Can you imagine driving along a major road and not seeing any billboards or bright, back-lit company signage? In 2007 the city of Sao Paulo, Brasil, did something bold. The city's mayor banned all outdoor advertising and signage by implementing the Clean City Law or as they say in Portuguese, Lei Cidade Limpa.
Pretty drastic, but it's almost five years later and according to reports and feedback, the city and its business community is doing just fine. In fact, even the local advertising industry has figured out how to thrive and remain viable thanks to creative thinking, social media and other non-traditional marketing tactics.
If you've ever driven up Woodward into Bloomfield Hills you've surely noticed a visual difference in the affluent community nestled between Birmingham and Pontiac. Bloomfield Hills has a very strict signage policy. Signs can only be black and gold and fabricated and sized in a specific way simply because they don't want to pollute their community with poor, gaudy design. You're probably thinking a company like Ideation — who spends a lot of time creating and installing environmental graphics and signage — would have a hard time in a community like that.
Quite the contrary, actually.
Design is about quality, not quantity. Poor design and execution nullifies good placement and eyeball traffic. It's a significant reason why white space is more important than logo space or type space. Unless you're in the middle of New York City's Times Square, bigger, brighter and bolder doesn't always equate to better. We live in a 4-color world, but there's something refreshing about a reduction in visual noise that we've grown accustomed to in the marketplace. There's noise up and down the street. There's noise on the web. There's noise on your cell phone. There's noise in your mailbox and inbox. There's noise everywhere. You're only contributing to that noise when you layer communication on top of communication in order to be louder than the next person.
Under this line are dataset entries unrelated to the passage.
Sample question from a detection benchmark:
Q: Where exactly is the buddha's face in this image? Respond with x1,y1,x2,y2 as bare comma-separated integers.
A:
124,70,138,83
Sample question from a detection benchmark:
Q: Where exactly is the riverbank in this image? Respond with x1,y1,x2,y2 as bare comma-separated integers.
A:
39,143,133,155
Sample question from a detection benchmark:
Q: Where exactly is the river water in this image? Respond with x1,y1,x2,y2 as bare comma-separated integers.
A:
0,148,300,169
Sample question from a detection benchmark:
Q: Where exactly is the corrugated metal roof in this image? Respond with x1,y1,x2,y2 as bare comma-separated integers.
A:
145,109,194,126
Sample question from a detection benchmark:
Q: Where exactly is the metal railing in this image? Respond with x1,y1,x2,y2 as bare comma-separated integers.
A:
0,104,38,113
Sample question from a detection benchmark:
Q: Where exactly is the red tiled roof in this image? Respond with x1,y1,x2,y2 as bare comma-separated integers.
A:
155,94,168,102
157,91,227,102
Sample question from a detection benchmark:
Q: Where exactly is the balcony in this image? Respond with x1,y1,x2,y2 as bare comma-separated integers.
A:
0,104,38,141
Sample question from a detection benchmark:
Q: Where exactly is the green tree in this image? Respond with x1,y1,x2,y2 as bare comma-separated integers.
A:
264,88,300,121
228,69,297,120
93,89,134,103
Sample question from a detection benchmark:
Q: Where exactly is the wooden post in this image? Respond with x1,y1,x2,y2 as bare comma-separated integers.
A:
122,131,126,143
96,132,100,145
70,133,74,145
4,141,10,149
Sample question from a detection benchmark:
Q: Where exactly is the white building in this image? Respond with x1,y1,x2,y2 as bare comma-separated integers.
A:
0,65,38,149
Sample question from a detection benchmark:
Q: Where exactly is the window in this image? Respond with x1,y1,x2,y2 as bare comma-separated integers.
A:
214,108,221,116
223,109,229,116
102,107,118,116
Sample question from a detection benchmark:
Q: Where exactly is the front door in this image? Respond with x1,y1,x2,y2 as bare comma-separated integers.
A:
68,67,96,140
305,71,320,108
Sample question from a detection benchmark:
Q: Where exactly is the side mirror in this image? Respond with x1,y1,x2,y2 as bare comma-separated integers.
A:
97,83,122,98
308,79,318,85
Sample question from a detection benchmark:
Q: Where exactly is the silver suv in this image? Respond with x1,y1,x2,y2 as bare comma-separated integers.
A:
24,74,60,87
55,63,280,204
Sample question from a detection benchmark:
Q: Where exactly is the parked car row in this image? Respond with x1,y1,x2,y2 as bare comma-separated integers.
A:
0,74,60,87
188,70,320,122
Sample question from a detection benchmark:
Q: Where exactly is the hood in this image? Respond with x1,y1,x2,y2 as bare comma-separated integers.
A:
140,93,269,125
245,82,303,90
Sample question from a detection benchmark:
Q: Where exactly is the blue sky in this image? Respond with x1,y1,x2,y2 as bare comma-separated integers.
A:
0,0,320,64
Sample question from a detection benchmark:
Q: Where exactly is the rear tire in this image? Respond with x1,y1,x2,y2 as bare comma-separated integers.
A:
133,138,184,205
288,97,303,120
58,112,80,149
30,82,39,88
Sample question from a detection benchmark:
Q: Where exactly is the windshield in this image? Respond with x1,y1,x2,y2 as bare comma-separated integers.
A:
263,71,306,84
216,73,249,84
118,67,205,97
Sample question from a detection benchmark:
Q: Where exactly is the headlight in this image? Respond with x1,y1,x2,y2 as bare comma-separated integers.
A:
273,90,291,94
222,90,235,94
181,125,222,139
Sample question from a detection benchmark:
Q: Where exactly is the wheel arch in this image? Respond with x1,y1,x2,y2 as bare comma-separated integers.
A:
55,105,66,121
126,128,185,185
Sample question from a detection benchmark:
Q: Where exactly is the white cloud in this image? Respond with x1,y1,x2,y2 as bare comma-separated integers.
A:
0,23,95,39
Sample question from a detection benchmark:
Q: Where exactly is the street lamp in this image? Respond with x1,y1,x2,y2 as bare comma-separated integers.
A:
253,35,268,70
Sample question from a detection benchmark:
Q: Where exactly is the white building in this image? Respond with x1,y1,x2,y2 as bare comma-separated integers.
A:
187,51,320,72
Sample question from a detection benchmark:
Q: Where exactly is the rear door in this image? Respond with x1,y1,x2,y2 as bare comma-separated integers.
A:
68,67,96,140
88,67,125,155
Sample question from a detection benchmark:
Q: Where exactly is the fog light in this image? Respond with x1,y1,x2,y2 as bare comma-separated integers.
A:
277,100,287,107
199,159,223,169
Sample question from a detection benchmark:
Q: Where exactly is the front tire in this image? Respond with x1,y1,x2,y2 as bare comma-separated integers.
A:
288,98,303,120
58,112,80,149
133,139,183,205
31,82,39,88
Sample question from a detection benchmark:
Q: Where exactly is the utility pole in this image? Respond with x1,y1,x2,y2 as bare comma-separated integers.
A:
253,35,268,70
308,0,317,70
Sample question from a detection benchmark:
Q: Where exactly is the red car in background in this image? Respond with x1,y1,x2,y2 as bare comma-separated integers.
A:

A few years back, product placement within movies and television shows started to become more popular. From promotional tie-ins with fast-food restaurants to the contrived placement of a specific brand of beer in every other scene, product placement is still figuring out how to be authentic in this medium. Because it has to. The traditional commercial has been struggling since the dawn of the VHS tape and continues on life support with the popularity of Tivo and the DVR. Like any type of branding, the stuff you don't notice is typically the stuff that sticks and the stuff that sticks is what's generally real and authentic. Clutter, however, is burning our eyes and causing us to ignore the message entirely. For brands to be effective in their communication, they need to give their consumer's eyes a rest. A police officer once told me that cops are trained to look a minute down the road, meaning that they are looking out for things that could become obstacles like hidden driveways, speeding cars and winding curves 60 seconds before they drive by them. By the time you're right on top of something it's too late to react. When you're a company trying to engage with your audience you have to focus on the longer vision rather than the quick impact.
With communities like Bloomfield Hills and Sao Paulo aware of the visual pollution that can plague their cities, there's a clean and calming feeling when you realize you won't be inundated by poorly executed design intended only to grab your attention away from everything else around you. It's not about being anti-advertising like Sao Paulo. Should we ban advertising and signage? No way! But we, as marketers and creatives should be more responsible for what goes out there.
It's not about being louder, it's about being memorable. Just remember, there aren't any 26.2 mile sprints.